EUEstou muito insatisfeito com o COI Proibição do atleta esqueleto Vladislav Heraskevich Das Olimpíadas de Inverno. Seu capacete exibia imagens de atletas e crianças mortas na invasão da Ucrânia pela Rússia, alguns dos quais ele conhecia pessoalmente, uma demonstração humanitária de memória. A resposta do COI não foi apropriada.

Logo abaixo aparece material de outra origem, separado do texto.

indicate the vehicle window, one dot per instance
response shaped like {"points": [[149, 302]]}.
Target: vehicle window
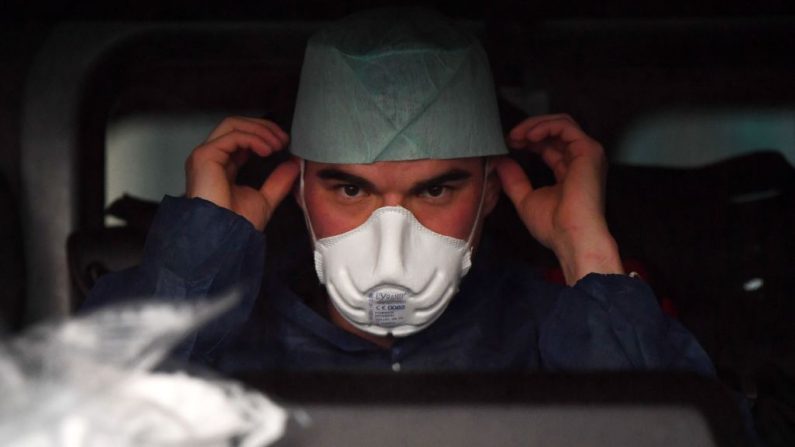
{"points": [[688, 138], [145, 153]]}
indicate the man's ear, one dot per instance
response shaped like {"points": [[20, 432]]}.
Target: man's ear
{"points": [[297, 186], [492, 193], [297, 195]]}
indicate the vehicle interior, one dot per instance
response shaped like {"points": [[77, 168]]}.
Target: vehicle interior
{"points": [[100, 104]]}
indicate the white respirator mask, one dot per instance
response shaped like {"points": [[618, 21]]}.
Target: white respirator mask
{"points": [[391, 274]]}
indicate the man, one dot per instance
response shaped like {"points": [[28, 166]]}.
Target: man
{"points": [[399, 157]]}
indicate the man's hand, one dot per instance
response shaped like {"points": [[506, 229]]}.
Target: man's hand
{"points": [[211, 168], [567, 217]]}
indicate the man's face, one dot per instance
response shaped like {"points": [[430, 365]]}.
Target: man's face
{"points": [[442, 194]]}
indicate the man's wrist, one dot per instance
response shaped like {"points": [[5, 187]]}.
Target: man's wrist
{"points": [[595, 253]]}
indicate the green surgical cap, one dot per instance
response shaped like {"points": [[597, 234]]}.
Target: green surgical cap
{"points": [[395, 84]]}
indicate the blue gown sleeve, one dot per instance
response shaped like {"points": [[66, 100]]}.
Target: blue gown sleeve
{"points": [[194, 250], [613, 322]]}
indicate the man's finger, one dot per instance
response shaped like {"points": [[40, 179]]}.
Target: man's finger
{"points": [[518, 135], [514, 180], [280, 182], [267, 130]]}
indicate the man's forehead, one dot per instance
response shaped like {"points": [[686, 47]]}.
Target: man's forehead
{"points": [[424, 166]]}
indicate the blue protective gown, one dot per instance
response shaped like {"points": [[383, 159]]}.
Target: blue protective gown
{"points": [[503, 319]]}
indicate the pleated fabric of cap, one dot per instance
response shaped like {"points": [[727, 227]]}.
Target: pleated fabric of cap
{"points": [[395, 84]]}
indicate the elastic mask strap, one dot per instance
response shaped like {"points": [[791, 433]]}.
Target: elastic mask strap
{"points": [[303, 202], [487, 168]]}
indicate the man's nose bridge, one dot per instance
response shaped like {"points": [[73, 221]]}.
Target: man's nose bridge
{"points": [[389, 264]]}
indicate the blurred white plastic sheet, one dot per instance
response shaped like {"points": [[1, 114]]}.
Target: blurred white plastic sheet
{"points": [[88, 381]]}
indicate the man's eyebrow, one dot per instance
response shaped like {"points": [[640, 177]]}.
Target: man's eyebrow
{"points": [[342, 176], [452, 175]]}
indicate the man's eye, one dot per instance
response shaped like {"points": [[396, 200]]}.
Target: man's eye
{"points": [[435, 191]]}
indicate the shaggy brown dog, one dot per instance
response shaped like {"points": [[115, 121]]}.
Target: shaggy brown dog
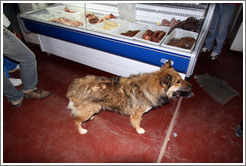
{"points": [[132, 96]]}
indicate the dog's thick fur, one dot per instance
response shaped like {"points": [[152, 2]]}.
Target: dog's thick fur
{"points": [[131, 96]]}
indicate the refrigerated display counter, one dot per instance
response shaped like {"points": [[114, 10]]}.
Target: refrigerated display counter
{"points": [[92, 34]]}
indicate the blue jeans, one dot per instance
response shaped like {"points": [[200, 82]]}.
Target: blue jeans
{"points": [[222, 18], [16, 50]]}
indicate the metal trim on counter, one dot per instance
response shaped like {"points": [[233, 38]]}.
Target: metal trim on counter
{"points": [[115, 46]]}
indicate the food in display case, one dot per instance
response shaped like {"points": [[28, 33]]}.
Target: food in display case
{"points": [[184, 42], [180, 39], [171, 23], [93, 19], [190, 24], [154, 36], [69, 11], [66, 21], [130, 33], [108, 25]]}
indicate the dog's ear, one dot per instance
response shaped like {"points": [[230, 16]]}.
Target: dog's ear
{"points": [[167, 65], [166, 80]]}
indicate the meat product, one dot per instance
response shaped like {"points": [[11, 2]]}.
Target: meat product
{"points": [[185, 42], [165, 22], [66, 21], [153, 36], [190, 24], [69, 11], [130, 33], [172, 23], [93, 20]]}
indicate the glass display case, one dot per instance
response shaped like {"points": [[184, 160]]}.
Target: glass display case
{"points": [[125, 38]]}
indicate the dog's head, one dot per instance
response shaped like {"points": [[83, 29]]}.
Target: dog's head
{"points": [[173, 82]]}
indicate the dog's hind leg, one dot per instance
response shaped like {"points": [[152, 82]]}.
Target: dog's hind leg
{"points": [[84, 116], [135, 121]]}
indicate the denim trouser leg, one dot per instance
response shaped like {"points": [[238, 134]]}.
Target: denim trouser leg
{"points": [[14, 49], [226, 16], [213, 28], [10, 91]]}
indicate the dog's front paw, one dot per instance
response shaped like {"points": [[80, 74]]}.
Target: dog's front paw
{"points": [[140, 131], [82, 131]]}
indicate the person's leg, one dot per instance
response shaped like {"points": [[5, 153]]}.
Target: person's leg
{"points": [[10, 65], [226, 17], [209, 42], [13, 95], [13, 48]]}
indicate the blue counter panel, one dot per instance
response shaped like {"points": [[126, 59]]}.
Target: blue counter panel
{"points": [[126, 49]]}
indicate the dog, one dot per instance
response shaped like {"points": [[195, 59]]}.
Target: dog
{"points": [[134, 95]]}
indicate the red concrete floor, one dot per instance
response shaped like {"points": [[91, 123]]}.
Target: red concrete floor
{"points": [[42, 131]]}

Basta olhar para a imagem do pai de Heraskevich quando lhe foi comunicada a notícia da desqualificação do filho – me dobrei com a cabeça entre as mãos – Para saber o peso emocional. Não consigo imaginar o que eles estão vivenciando, mas como ex-atleta e apenas torcedor, também me emocionei e chorei quando Vlad e seu pai me enviaram mensagens nas redes sociais para agradecer por minhas mensagens de apoio.
Heraskevich recorreu ao Tribunal Arbitral do Esporte. Pelo menos ele poderá permanecer nos Jogos para apoiar seus companheiros de equipe depois que o COI restabeleceu seu reconhecimento olímpico na tarde de quinta-feira, um passo na direção certa em relação à proibição geral do COI. Mas o estrago já foi feito. Em meio à polêmica e a questões mais amplas, é fácil esquecer que o jogo também sofreu. Herashkevich era uma verdadeira esperança de medalha para a Ucrânia e trabalhou toda a sua vida para chegar aqui. Ninguém ganhou com esta situação, com o COI agora sob intenso escrutínio enquanto o sonho olímpico de Heraskevich foi destruído.
O COI está claramente preocupado com o caos potencial se não proteger a igualdade de condições, mas a mensagem tem sido confusa. A presidente do COI, Kirsty Coventry, começou a chorar depois de negociações fracassadas para persuadir Herascevich e seu pai a mudarem de posição e então um porta-voz, Mark Adams, assumiu uma posição mais dura, argumentando que havia 130 conflitos acontecendo no mundo e “uma vez que você se posiciona contra guerras e conflitos como uma organização esportiva, não há fim para isso.”
O COI permitiu que Heraskevich usasse seu capacete em seus seis treinos, indicando que reconhece que esta não é uma questão simples, oferecendo até mesmo um acordo para trocar seu “capacete de memória” por uma braçadeira preta na competição propriamente dita, na quinta-feira. O COI também deu a Heraskevich amplas oportunidades para exibir o capacete na arena da mídia mista.
Existem mais discrepâncias nisso. No início desta semana, a atleta ucraniana de luge Olena Smaha exibiu as palavras “Recall não é uma violação” em suas luvas e foi autorizada a competir. Heraskevich também relatou que o snowboarder italiano Roland Fischenler exibiu a bandeira russa em seu capacete, para a qual não houve consequências. A Rússia está proibida de competir aqui e o uso de suas bandeiras é considerado um tabu.
A proibição do COI centra-se na Regra 50.2 da Carta Olímpica: “Nenhuma manifestação ou propaganda política, religiosa ou racial de qualquer tipo é permitida em quaisquer locais, instalações ou outras áreas olímpicas”. Um ponto-chave aqui é que Heraskevich acredita que não está infringindo nenhuma regra: seu principal argumento é que as imagens em seu capacete nasceram da memória e não da política.
Somos atletas, mas também somos humanos. Temos paixões e coisas que estão realmente perto de nossos corações. Como atletas, tentamos nos concentrar no nosso evento e na tarefa que temos em mãos, entrando nas Olimpíadas sem distrações e ruídos externos, mas nossas vidas não correm no vácuo.
Não creio que alguém na comunidade deslizante pense que Herascevich estava tentando desviar a atenção ou tirar vantagem dele. Falar de paz não parece político. Assistindo às suas entrevistas após a desclassificação, você pode ver a tristeza em seus olhos – ele não costuma ficar assim. Vlad é um atleta muito capaz e talentoso, e carregava consigo as memórias de outros atletas e atletas olímpicos que perderam a vida. Eu realmente aprecio sua bravura. Após ser banido, Heraskevich postou uma foto do capacete nas redes sociais com a legenda: ‘Este é o preço da nossa dignidade.’ Acho que é uma mensagem direta, muito poderosa e bem escrita.
Foi uma decisão errada do COI retirar o reconhecimento de Heraskevich. O COI deveria pedir desculpas a ele.